New York City is the first area in the country to get aggressive politically and require data on routine testing for a major chronic noninfectious disease (registries for HIV or tuberculosis are common).

This registry will track highly personal information: A1C results, ethnicity, addresses, phone numbers and dates of birth.

Some have described the registry as putting the cart before the horse. What happens when patients who are called because of high A1Cs can’t get their numbers down? What happens when patients can’t afford or manage to aggressively control their condition? Are there mechanisms in place for those who cannot read the letters or who do not even understand what an A1C is? City officials have not been able to fully answer those questions.

In all other government-regulated registries, the governing body plays a part in financing patient care. That is not part of the plan for diabetes.

I can appreciate this innovative and aggressive approach on the part of New York City in trying to curb this epidemic, but I believe the diabetes community needs to ask a lot more questions and demand many more answers. It also seems to me that the element of partnership with the diabetes community is missing.

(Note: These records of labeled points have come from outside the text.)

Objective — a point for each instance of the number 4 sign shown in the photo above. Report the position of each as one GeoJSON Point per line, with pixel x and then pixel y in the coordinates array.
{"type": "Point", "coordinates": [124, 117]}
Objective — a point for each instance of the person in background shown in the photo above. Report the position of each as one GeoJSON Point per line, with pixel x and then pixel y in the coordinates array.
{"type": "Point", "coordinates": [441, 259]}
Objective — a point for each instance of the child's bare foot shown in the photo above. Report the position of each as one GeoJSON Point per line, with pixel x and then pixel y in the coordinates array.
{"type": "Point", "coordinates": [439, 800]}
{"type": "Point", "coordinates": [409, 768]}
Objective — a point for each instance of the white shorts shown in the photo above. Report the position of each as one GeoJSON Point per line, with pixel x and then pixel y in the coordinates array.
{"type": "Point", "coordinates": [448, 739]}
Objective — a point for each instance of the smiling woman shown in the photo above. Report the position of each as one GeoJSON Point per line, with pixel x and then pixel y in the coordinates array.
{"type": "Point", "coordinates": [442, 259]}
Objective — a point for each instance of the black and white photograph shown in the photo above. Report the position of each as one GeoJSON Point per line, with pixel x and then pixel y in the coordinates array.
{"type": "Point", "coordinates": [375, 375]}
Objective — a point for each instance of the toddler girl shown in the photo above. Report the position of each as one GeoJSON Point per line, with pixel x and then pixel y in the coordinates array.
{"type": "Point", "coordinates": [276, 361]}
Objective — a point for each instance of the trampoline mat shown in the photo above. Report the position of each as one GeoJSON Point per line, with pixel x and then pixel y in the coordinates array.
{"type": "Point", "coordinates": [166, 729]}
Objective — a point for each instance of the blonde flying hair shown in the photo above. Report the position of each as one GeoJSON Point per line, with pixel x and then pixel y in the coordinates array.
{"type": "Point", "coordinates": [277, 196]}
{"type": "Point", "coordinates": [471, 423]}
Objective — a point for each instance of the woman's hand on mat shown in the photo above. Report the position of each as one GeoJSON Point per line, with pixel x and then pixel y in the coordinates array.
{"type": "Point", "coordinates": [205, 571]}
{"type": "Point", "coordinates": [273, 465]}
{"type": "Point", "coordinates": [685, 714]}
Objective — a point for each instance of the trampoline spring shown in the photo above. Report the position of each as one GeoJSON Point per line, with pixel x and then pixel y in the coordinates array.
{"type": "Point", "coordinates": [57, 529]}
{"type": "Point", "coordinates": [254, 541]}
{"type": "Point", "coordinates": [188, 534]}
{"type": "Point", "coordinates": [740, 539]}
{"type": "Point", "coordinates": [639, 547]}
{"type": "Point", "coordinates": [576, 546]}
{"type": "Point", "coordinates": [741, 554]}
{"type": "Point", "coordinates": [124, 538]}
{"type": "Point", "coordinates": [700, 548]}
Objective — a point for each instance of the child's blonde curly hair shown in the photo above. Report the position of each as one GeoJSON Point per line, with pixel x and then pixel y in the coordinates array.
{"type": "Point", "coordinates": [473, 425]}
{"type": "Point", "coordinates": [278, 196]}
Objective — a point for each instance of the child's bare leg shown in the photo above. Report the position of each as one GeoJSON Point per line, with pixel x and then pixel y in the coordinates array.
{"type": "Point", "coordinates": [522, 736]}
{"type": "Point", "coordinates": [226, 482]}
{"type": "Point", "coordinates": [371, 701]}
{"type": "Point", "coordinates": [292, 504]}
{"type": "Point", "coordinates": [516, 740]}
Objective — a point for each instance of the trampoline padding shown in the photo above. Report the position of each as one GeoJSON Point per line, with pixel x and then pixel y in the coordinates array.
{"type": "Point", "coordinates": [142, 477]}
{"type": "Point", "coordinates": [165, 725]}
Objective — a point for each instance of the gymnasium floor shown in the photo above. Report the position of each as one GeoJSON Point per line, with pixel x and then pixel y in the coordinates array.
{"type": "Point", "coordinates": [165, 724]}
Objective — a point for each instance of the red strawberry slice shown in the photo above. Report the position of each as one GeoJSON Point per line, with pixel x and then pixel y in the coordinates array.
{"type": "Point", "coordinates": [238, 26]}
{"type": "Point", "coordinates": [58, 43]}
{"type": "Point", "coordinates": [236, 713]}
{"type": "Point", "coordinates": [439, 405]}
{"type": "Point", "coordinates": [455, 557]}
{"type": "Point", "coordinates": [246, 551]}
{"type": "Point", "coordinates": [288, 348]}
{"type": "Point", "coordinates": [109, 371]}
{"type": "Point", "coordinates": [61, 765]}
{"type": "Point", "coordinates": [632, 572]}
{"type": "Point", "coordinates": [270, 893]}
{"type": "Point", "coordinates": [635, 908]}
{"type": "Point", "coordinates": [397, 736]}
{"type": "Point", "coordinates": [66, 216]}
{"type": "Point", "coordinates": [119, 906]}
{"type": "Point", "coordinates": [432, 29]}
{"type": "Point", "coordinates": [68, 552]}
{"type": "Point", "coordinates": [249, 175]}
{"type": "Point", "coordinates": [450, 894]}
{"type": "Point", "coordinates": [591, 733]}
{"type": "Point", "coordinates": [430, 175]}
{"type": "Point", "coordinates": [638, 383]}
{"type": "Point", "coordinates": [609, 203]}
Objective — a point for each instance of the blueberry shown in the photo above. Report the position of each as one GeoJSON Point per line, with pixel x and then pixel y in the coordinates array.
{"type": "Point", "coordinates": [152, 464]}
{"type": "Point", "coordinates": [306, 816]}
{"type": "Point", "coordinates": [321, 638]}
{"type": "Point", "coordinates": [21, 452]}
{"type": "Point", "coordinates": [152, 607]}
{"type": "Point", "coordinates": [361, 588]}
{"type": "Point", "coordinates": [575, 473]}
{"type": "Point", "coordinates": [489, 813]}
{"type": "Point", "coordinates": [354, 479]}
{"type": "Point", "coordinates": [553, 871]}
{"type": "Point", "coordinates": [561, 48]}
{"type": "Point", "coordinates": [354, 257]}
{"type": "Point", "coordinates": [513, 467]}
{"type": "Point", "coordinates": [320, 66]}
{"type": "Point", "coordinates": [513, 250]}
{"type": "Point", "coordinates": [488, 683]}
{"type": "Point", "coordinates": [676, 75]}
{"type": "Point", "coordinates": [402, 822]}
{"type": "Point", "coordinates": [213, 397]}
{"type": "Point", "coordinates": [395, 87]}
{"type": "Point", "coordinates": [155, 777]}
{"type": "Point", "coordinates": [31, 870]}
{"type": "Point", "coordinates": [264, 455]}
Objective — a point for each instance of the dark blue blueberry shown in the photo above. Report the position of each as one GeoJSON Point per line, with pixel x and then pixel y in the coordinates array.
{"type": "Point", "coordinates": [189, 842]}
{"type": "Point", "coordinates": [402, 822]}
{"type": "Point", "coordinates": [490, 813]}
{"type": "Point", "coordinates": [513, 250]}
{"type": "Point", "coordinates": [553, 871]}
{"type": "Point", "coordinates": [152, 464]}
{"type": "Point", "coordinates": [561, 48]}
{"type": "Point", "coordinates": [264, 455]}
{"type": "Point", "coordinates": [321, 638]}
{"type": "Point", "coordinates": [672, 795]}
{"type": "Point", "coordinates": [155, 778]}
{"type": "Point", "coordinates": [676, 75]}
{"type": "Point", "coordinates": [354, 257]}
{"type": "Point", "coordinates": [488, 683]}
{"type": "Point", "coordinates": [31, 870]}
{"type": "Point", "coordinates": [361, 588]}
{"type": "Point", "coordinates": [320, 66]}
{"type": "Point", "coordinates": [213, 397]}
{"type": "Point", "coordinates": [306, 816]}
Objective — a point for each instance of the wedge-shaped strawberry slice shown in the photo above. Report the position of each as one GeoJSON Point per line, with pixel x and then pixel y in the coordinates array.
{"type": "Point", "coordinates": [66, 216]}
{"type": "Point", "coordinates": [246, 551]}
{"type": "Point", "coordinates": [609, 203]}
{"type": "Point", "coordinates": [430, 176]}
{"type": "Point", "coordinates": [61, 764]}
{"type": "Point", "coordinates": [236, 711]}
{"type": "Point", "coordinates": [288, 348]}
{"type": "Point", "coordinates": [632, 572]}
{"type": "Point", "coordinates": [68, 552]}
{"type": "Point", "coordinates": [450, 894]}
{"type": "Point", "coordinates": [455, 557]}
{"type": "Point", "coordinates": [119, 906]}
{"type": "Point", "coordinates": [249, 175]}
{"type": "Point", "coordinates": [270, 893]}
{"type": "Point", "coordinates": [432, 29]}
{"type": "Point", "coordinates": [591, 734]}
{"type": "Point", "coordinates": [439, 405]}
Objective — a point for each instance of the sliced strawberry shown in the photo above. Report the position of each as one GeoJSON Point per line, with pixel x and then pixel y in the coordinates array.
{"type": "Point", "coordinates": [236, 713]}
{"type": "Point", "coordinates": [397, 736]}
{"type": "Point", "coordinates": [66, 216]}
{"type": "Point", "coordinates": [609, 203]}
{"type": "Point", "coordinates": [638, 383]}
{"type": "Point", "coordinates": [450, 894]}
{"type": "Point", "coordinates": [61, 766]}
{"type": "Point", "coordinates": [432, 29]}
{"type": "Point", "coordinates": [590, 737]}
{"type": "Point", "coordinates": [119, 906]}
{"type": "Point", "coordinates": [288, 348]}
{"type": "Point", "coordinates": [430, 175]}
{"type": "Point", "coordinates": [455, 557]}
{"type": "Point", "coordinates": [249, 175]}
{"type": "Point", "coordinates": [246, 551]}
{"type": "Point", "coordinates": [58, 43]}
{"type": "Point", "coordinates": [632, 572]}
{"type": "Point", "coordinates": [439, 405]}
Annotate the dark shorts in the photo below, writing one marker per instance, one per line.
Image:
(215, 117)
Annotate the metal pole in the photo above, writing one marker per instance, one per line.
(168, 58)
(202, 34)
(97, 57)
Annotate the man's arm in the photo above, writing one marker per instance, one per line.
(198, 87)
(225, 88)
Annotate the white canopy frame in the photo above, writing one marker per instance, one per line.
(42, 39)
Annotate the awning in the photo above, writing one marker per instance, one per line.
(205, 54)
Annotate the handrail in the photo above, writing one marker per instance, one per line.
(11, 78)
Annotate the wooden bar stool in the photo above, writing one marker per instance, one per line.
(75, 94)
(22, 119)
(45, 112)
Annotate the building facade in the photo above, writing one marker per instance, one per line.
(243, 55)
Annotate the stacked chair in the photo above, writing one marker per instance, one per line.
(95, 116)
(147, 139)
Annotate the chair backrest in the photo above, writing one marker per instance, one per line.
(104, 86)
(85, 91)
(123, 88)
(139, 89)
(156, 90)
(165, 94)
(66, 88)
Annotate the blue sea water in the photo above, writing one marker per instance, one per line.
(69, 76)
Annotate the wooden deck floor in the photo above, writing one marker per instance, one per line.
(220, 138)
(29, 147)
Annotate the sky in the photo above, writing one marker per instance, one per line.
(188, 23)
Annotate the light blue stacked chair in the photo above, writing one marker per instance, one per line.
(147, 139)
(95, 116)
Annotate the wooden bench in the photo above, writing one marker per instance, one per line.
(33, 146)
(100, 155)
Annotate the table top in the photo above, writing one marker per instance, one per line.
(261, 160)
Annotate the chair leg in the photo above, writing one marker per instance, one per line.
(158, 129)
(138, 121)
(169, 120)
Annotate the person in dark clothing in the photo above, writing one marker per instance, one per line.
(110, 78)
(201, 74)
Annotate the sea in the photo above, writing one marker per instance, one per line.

One person with diabetes in the New York metropolitan area described the situation this way: “I am torn. If publishing my A1C results helps make sense out of this epidemic, then I am all for it. However, the only way for a person to truly be in control of a condition like diabetes is for that person to want to be in control—you can’t force it.”

Will this program make a difference? The answer remains to be seen.

At what cost are we willing to play a part in controlling the epidemic? We all need to think about that. The New York City registry is just the start of the debate.